Los libros de texto suelen ser el vehículo en el que viajan la mayor parte de las enseñanzas que marcan los aprendizajes en las aulas; desde hace décadas condicionan casi todo el saber pedagógico que el profesorado utiliza. Las editoriales que los sirven, que negocian con ellos, vienen quejándose hace años de que los cambios normativos les impiden adaptarlos a tiempo a las nuevas formalidades que se les exigen. Seguramente tienen razón, también cuando hace unos días lamentaban la postura de los políticos que mandan en cada comunidad, pues les piden maquillar determinados contenidos que no ensalzan la cultura reciente de los territorialismos identitarios. Imaginamos que ambos asuntos, como otros que denuncia la ANELE en su informe balance publicado recientemente, no mermarán la calidad del producto final. Asunto este del cual hablan poco las autoridades educativas, casi el profesorado y sus representantes y menos las editoriales.

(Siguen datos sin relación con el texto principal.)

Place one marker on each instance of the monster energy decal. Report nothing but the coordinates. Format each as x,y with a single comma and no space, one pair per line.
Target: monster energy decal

Los libros de texto son caros y, según bastantes profesores, bastante mejorables en varios aspectos. Por eso, no estaría de más cuestionarse si son necesarios en todos los niveles educativos y en cualquier materia, si sirven en los formatos actuales o deberían contener otras presentaciones: más propositivas y creativas, apoyadas en metodologías más incentivadoras de búsquedas para el profesorado y el alumnado. Quizás así, expurgando también su contenido, valdrían para varios años, independientemente de las normativas y de las apetencias del mandamás educativo de turno. Sabemos que no es sencillo cambiar inercias en la producción y uso de materiales, pero por proponer estilos diferentes nos atrevemos a formular un deseo: más maestros, mejor capacitados y con tiempos para preparar sus clases; y menos apego a los muchos libros de texto.
Publicado en Heraldo escolar el 9 de octubre de 2019.